Compass Basics – Locating your position accurately using three visibly identifiable features.

If you are not located on a visible linear feature such as a path, stream or ridge, but you need to know your location it’s possible to do this by using three distant visible features which are identifiable on your map.

You can use any visible features that you can identify with certainty on your map – for example, a structure, rock formation, triangulation pillar, summit or similar.

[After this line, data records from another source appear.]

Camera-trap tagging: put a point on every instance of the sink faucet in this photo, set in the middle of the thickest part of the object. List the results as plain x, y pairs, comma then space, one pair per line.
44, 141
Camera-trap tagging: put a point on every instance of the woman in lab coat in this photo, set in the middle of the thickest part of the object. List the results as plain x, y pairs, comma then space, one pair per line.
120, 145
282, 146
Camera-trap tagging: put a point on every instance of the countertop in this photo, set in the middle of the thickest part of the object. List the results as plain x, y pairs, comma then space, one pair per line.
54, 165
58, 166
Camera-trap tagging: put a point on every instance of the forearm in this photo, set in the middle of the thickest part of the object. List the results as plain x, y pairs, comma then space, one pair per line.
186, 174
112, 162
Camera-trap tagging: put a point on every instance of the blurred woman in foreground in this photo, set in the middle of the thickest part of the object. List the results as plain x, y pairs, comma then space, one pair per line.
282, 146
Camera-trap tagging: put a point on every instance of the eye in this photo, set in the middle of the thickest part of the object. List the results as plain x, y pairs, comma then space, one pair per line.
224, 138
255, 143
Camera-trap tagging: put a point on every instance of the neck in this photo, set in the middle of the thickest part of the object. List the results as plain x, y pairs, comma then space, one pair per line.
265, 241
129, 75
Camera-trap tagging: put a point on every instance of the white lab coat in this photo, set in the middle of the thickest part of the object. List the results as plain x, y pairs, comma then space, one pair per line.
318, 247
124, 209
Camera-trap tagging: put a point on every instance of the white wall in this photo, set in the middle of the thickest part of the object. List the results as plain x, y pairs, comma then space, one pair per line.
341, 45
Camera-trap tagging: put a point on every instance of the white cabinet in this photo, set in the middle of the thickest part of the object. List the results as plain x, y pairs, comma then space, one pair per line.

It is much more helpful if these features are also distant from one another (e.g., one to your left, one to your right, and one straight ahead, or behind you) as this will improve the accuracy of the result.

Here’s how:

  • Once you have located your three identifiable features, point your compass at the first feature and take a bearing.
  • Transfer this bearing back to your map using the method you used to locate yourself along the ridge in this post.
  • Mark a line on your map with a pencil by drawing along the edge of your baseplate.
  • Next, point your compass at the second feature and take a bearing
  • Transfer this bearing back to your map
  • Mark another line from this feature using this new bearing so that it crosses the first line that you marked.
  • Finally, point your compass at the third feature and take the bearing
  • Transfer this bearing back to your map
  • Mark a final line on your map using the third bearing so that it, too, crosses the first line that you marked, it should also cross the second line.
  • The three lines will intersect, usually leaving a small triangle (this is called a witch’s hat)
  • So long as you have taken good care in taking your bearings and transferring them back to your map, your actual location will be inside the witch’s hat. The more accurate your bearings, the smaller the witch’s hat will be. 

The technical term for this method is “resection”.

You can now set about navigating the rest of your journey using the other skills you have learned in our Basics section.